# Upgrade of Gas Boiler



## mrsmcc (7 Jun 2011)

Quite surprised at how high quotes to upgrade our gas boiler are. Can anyone tell me if they think €2,200-€2,300 is the norm? The first thing the first person I called told me is that I shouldn't bother with the SEAI grant as it's been reduced and that I should go for a simple replacement of the boiler which is a Potterton replaced with a Potterton for €2k.cash price. A few people seemed to want to stress to me that the SEAI grant has been reduced. It's all very confusing!


----------



## gallogly (8 Jun 2011)

not sure where you are - I am in west of country.
In conjunction with the SEAI grant - calor  are offering 300euro off next gas bill if you upgrade. I've had a new  gas boiler added recently, 2,300 installed and that included the heating  controls/thermostat in the house and on the immersion - heating  controls are reqd to apply for grant.  Applying for grant is really straightforward - SEAI were very helpful but don't have any work carried out before getting grant approval. You also must use a registered installer to get the grant. Also get a few quotes - you can get a list from calor web-site.


----------



## Leo (8 Jun 2011)

mrsmcc said:


> The first thing the first person I called told me is that I shouldn't bother with the SEAI grant...


 
Is that person SEAI registered? If not, then that's a very good reason for them to tell you not to pursue the grant!


----------



## mrsmcc (9 Jun 2011)

Hi! Thanks for the replies. I am in Cork and the first fella was actually registered with the SEAI and the RGII so it was a bit odd! Maybe he was just trying to get a cash deal. I think we're with Bord Gais (just moved in so it's all a bit of a blur!) so I could check with them..


----------



## dewdrop (9 Jun 2011)

As I am from Cork too i would be very interested in how you get on as I will eventually have to replace our gas boiler which i reckon is around 30 years operating. Each year the service person tells me its days are numbered but it keeps going but after  last winter i promised myself i would replace it in case it collapsed.


----------



## mrsmcc (9 Jun 2011)

Oh and we are now in ESB for gas, not Bord Gais and it looks as though ESB aren't offering the same upgrade services


----------



## Shane007 (9 Jun 2011)

mrsmcc said:


> Oh and we are now in ESB for gas, not Bord Gais and it looks as though ESB aren't offering the same upgrade services



You can upgrade your gas or oil boiler and heating system with ESB under their new ESB Halo Scheme. You can also qualify for the SEAI grant for the works through them. 

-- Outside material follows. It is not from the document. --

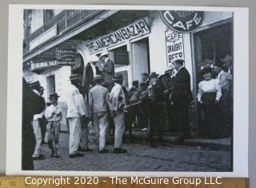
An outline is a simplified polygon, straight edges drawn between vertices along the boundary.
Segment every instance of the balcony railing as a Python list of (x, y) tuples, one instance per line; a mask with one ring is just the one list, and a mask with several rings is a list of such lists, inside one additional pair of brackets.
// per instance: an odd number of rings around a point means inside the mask
[(32, 41), (44, 32), (46, 32), (50, 28), (57, 25), (57, 32), (58, 34), (66, 30), (66, 29), (74, 25), (79, 22), (82, 22), (86, 18), (89, 18), (90, 16), (94, 14), (94, 13), (98, 12), (99, 10), (66, 10), (56, 16), (53, 17), (52, 19), (49, 20), (45, 23), (42, 27), (33, 32), (28, 36), (29, 41)]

Just Google ESB Halo for the link.


----------



## rockofages (11 Jun 2011)

A new boiler is typically €1000. If it's a straight swap out of the old one, well work out yourself how long that will take, and work out the labour costs from there.

If you are trying to get it done under the SEAI scheme, if your heating doesn't have at least 2 independently controlled zones (e.g. heating and hot water) you will need to factor in a heating controls upgrade too.


----------



## mrsmcc (12 Jun 2011)

Thanks again for the replies. I left a message on the ESB HALO thing. So hopefully I'll hear back soon. Thanks for that and thanks Rock of Ages for the info about the price. Don't think we'll get the same boiler again as it was a Potterton and I haven't heard good things. Yeah I heard the zone controls thing has to be done to get the grant. Does anyone have these and notice much of a difference?


----------